When To Quit Your Job

bored at work

Changing jobs is simply a part of life. Doing so can mean leaving for greater pay, attempting to get a position that will allow you to develop your skills, use new technologies, etc., or it may be necessitated by having to re-locate when your spouse gets a job elsewhere, etc.
CNN tells us that by 2016, people are now changing jobs 4 times by the age of 32. This doesn’t mean changing careers or industry, but jobs. Here are some ways to know when to quit your job.

1. You Dread Going to Work Each Morning

While work is work, if you are not wanting to go in each day, that means you’re not being challenged, your work isn’t fulfilling, or your supervisors and co-workers aren’t creating an environment in which you feel comfortable.

2. You Have a Connection

Say a friend of yours is able to set you up with an interview for a position when none has been posted. Say you’ve been able to socially interact with a hiring manager or CEO of a company. Assuming this job is generally a good fit for you, you should take it. Don’t be picky and wait for something better—having a personal connection like this doesn’t come along very often, so waiting may mean waiving “goodbye” to a golden opportunity.

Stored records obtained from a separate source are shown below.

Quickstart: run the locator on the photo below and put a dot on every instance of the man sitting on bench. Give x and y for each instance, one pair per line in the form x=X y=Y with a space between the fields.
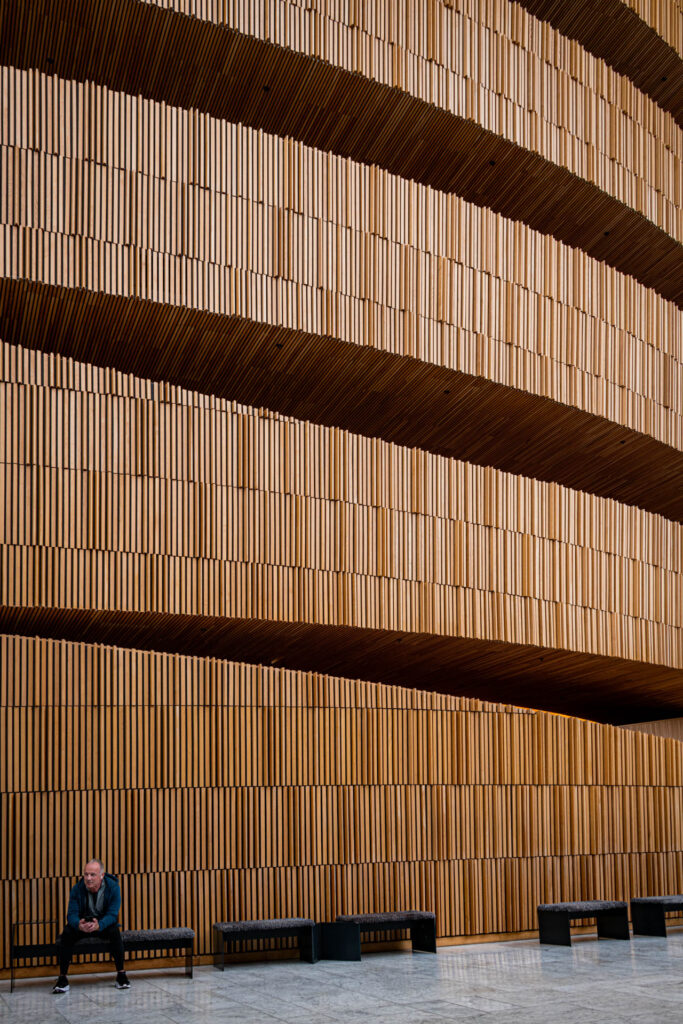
x=93 y=909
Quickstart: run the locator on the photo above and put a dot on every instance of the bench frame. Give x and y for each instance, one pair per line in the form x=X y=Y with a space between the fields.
x=28 y=950
x=650 y=918
x=341 y=939
x=306 y=936
x=554 y=925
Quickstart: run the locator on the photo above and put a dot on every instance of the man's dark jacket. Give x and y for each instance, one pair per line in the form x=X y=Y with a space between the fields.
x=79 y=906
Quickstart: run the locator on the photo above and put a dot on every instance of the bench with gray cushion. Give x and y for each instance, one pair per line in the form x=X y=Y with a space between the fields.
x=229 y=933
x=341 y=939
x=648 y=913
x=134 y=940
x=611 y=915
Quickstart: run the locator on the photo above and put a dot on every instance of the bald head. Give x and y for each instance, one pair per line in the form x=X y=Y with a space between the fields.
x=93 y=872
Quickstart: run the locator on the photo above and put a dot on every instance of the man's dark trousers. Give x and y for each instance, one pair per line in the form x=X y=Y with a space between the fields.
x=72 y=936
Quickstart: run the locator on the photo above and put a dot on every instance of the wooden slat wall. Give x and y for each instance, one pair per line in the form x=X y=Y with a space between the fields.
x=174 y=207
x=666 y=18
x=495 y=64
x=220 y=791
x=616 y=32
x=123 y=495
x=246 y=79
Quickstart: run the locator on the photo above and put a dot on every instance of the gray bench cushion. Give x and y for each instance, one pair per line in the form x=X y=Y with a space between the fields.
x=584 y=906
x=392 y=916
x=139 y=935
x=157 y=934
x=675 y=902
x=242 y=927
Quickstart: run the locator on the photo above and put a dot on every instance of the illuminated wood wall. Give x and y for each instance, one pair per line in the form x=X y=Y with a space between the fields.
x=123 y=496
x=401 y=406
x=221 y=791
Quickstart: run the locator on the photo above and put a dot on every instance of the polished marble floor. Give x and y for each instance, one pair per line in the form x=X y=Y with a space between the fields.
x=517 y=982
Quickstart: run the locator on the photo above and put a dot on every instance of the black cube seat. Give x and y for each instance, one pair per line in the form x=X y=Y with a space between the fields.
x=341 y=939
x=648 y=913
x=611 y=915
x=229 y=933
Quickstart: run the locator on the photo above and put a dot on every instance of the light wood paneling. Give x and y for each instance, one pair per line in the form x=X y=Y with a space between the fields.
x=513 y=102
x=666 y=18
x=638 y=40
x=670 y=727
x=220 y=791
x=128 y=497
x=313 y=252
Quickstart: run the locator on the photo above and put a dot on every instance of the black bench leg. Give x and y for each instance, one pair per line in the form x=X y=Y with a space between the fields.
x=219 y=951
x=613 y=924
x=648 y=919
x=423 y=937
x=339 y=940
x=308 y=945
x=554 y=928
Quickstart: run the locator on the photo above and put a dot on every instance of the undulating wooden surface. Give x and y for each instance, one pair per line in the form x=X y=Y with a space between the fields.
x=219 y=791
x=287 y=239
x=610 y=689
x=411 y=401
x=125 y=496
x=514 y=102
x=666 y=18
x=670 y=727
x=628 y=36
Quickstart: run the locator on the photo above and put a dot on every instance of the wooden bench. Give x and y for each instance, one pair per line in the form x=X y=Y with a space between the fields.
x=134 y=940
x=229 y=933
x=341 y=939
x=611 y=915
x=648 y=913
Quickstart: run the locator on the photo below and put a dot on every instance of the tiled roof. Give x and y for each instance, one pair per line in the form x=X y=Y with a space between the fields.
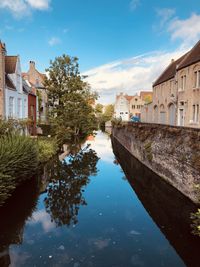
x=10 y=64
x=9 y=83
x=169 y=72
x=192 y=57
x=144 y=94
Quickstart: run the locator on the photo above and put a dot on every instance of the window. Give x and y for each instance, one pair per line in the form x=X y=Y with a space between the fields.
x=19 y=108
x=197 y=117
x=32 y=112
x=171 y=87
x=195 y=113
x=11 y=107
x=25 y=108
x=183 y=83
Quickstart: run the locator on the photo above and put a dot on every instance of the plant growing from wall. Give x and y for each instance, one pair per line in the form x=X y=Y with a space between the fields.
x=18 y=162
x=69 y=98
x=195 y=217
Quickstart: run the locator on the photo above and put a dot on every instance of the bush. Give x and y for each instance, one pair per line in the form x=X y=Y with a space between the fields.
x=47 y=148
x=18 y=162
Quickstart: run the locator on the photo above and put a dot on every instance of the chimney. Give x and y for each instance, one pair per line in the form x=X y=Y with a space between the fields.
x=32 y=65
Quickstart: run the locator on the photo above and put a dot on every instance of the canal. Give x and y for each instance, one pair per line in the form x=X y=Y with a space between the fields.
x=100 y=209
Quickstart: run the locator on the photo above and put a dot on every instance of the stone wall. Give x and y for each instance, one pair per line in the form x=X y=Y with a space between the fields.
x=171 y=152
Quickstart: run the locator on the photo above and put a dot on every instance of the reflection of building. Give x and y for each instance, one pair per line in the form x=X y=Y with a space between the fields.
x=127 y=106
x=36 y=80
x=176 y=93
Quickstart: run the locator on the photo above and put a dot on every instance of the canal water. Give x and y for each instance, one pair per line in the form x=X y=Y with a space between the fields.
x=89 y=212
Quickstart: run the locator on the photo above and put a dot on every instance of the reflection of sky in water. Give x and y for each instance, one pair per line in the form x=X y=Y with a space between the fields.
x=113 y=229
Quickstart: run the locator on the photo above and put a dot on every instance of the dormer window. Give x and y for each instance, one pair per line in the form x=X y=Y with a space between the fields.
x=182 y=83
x=197 y=79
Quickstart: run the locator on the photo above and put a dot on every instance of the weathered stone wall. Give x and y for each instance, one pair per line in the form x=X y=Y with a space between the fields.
x=171 y=152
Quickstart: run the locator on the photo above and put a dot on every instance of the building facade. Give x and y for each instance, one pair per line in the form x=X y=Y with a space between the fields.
x=128 y=106
x=176 y=93
x=13 y=99
x=36 y=80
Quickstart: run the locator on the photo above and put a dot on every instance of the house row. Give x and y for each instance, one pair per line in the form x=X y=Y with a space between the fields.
x=127 y=106
x=176 y=93
x=22 y=95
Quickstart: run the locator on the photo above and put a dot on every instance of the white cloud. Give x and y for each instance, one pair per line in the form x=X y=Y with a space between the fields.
x=54 y=41
x=138 y=73
x=165 y=14
x=43 y=218
x=187 y=30
x=134 y=4
x=129 y=76
x=39 y=4
x=20 y=8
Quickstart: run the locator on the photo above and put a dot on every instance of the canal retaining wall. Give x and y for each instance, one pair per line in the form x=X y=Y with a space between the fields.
x=171 y=152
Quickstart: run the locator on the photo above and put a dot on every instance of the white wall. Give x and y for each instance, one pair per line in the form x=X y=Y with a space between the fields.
x=122 y=108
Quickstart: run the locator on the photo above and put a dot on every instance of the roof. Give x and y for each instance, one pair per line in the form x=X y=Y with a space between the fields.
x=27 y=88
x=169 y=72
x=192 y=57
x=9 y=83
x=10 y=64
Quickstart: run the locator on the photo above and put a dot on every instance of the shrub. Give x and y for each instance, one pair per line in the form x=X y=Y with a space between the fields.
x=18 y=162
x=47 y=148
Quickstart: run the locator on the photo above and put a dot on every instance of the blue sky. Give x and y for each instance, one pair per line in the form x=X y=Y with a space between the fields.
x=106 y=35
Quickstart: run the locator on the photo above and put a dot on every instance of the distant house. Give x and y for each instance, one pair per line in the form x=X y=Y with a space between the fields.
x=121 y=107
x=176 y=93
x=32 y=107
x=36 y=80
x=127 y=106
x=2 y=79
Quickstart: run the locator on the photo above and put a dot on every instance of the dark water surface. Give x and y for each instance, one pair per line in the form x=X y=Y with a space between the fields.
x=86 y=213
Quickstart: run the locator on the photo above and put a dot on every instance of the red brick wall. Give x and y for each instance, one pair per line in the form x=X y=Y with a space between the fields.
x=32 y=113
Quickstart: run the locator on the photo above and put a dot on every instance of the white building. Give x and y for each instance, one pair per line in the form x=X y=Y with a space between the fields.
x=16 y=99
x=127 y=106
x=121 y=108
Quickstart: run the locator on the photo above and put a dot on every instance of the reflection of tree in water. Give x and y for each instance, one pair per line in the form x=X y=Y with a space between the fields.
x=67 y=180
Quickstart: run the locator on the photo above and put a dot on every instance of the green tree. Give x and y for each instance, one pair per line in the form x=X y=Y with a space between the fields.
x=99 y=108
x=67 y=182
x=69 y=97
x=107 y=115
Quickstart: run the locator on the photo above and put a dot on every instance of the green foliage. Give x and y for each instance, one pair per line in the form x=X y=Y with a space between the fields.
x=13 y=126
x=196 y=223
x=47 y=148
x=98 y=108
x=18 y=162
x=69 y=99
x=148 y=151
x=67 y=182
x=46 y=129
x=106 y=116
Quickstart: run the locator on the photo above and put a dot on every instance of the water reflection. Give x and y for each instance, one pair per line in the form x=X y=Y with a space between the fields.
x=14 y=215
x=67 y=180
x=168 y=208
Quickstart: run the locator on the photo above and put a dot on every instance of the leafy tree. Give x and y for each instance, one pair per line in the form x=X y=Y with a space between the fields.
x=98 y=109
x=66 y=186
x=69 y=96
x=107 y=115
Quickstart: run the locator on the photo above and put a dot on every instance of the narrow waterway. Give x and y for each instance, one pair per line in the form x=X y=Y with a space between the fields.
x=88 y=212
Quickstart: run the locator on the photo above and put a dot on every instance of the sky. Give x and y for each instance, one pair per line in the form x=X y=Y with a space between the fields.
x=122 y=45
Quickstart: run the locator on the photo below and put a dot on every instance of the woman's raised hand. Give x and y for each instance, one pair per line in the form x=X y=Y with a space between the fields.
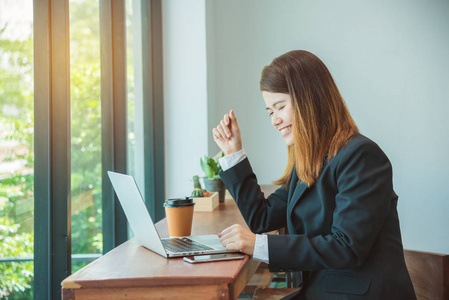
x=227 y=134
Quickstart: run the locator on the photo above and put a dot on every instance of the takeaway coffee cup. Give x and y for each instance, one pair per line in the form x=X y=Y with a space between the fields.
x=179 y=213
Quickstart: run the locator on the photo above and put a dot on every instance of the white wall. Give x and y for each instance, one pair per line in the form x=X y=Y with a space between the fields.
x=390 y=61
x=185 y=93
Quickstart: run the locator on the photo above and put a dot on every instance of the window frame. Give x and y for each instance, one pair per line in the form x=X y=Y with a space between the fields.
x=52 y=199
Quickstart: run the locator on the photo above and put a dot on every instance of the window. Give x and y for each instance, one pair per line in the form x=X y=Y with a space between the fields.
x=82 y=128
x=85 y=128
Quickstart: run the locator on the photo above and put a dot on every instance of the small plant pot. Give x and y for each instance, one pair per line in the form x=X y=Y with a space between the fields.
x=215 y=185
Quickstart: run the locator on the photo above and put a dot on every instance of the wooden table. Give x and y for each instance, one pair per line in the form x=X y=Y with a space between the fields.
x=132 y=272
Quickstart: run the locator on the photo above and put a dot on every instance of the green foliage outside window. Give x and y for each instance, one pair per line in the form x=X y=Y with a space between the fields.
x=16 y=119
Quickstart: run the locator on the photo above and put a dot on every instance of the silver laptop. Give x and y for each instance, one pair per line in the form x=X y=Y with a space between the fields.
x=143 y=227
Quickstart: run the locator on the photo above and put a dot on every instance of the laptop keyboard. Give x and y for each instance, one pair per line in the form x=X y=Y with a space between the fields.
x=183 y=245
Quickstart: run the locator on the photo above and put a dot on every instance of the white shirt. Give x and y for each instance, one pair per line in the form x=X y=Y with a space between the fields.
x=261 y=245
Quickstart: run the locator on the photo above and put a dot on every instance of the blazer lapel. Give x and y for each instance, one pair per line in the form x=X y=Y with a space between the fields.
x=297 y=190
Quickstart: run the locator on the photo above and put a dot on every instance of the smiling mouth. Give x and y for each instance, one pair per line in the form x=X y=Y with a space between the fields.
x=284 y=131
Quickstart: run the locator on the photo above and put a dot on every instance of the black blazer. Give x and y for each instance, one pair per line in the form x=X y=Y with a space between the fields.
x=344 y=230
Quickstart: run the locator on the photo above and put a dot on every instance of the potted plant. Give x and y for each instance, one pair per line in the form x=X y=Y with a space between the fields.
x=212 y=180
x=204 y=200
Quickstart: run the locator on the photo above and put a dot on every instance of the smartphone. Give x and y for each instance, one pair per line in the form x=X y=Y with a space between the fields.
x=214 y=257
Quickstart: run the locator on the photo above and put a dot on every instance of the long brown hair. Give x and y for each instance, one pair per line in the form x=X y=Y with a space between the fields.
x=322 y=123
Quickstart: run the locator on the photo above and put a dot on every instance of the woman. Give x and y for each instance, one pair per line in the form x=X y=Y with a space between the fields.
x=336 y=197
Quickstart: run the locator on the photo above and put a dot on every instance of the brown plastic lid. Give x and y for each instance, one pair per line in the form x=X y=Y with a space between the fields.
x=179 y=202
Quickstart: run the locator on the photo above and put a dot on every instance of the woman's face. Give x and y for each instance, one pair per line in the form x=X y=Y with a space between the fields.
x=279 y=107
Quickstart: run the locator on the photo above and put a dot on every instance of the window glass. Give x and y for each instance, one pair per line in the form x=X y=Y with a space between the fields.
x=16 y=149
x=130 y=76
x=85 y=79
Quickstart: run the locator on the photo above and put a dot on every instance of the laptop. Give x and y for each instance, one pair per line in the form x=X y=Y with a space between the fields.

3. Your Current Job Isn’t Teaching You Enough

The 2016 Global Human Capital Trends report tells us that employees expect continued learning—of new skills and ideas—from employers. This is extremely important for a variety of reasons. Not only do we all benefit from growing and improving, but those who don’t do so will be left behind by the job market.
Your current job is failing you if it isn’t keeping you to the current state of the industry.

4. Opportunities for Advancement Arise

If you can make a move to a new position, one that gives opportunities for advancement, it is probably time to quit your job. We all want to increase our pay over time, and one of the best ways to do this is to move up the ladder of a particular organization. If your present job doesn’t offer opportunities for advancement, apply for jobs that do, then leave only after getting one.

5. Quit Your Job When It Has Given You What You Need

People quit their jobs for various reasons, not always to transition right into a new job. Some people choose a lifestyle of working part-time, earning some income passively or through piecemeal work, etc. If you’ve saved up enough money to do these things, you’re ready for a change.
These guidelines should give you a clear sense of when it’s time to leave your job.